It can feel like more than enough punishment to serve jail time and pay fines. Even once you've moved beyond all of that, you may end up with a criminal record hanging over your head. This can create problems for folks applying for everything from jobs to housing.
Fortunately, there is a process for asking the court to remove arrests or convictions from a person's record. Criminal record expungement law makes it possible for people to move forward. Let's look at the basics of how expungement works.
You must be eligible to have your record expunged before the court will consider your petition. Folks who were arrested for offenses but never convicted are eligible once the cases against them are completely dismissed.
Those who've been convicted of crimes usually face a longer process. First, you'll have to have completed any jail or prison time the court has orders. Second, all probation terms must be met. Finally, you must complete payment of all restitution and fines, including any penalties and arrearages.

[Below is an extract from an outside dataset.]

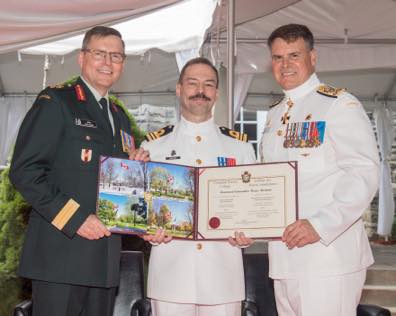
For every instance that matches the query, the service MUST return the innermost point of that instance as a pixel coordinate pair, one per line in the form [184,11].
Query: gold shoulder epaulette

As with anything in the legal system, you can expect to file a formal petition in writing. You must send the petition to the state jurisdiction where you were convicted. Also, there will be a nonrefundable filing fee.
It's a good idea to have a criminal record expungement attorney assist you with filling out the paperwork. A lawyer may also be helpful if the court sends you any requests or questions. This helps the judge to clarify what your situation is in case there are concerns about your conduct since these items showed up on your record.
3. Limits on Expungement
Not all convictions are eligible for expungement. Generally, any offense that someone would want to know about years down the road isn't eligible. This means things like child endangerment or abuse, elder abuse, sexual assaults, arsons, and terrorism. Similarly, most convictions for crimes that result in deaths or serious disfigurements of victims are not eligible.

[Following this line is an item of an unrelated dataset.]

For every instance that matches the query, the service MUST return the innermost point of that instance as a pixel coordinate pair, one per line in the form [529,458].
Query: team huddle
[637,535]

Ultimately, an expungement doesn't make the criminal record go away. Instead, the judge will place it under seal. The police can still ask the court to look under the seal if they believe there is relevant information there to current offenses. The seal only stops people outside the legal system, such as potential employers or landlords doing background checks, from looking.
The only exception is if the court awards you a certificate of actual innocence. This is a document that affirms you are innocent of all of the allegations.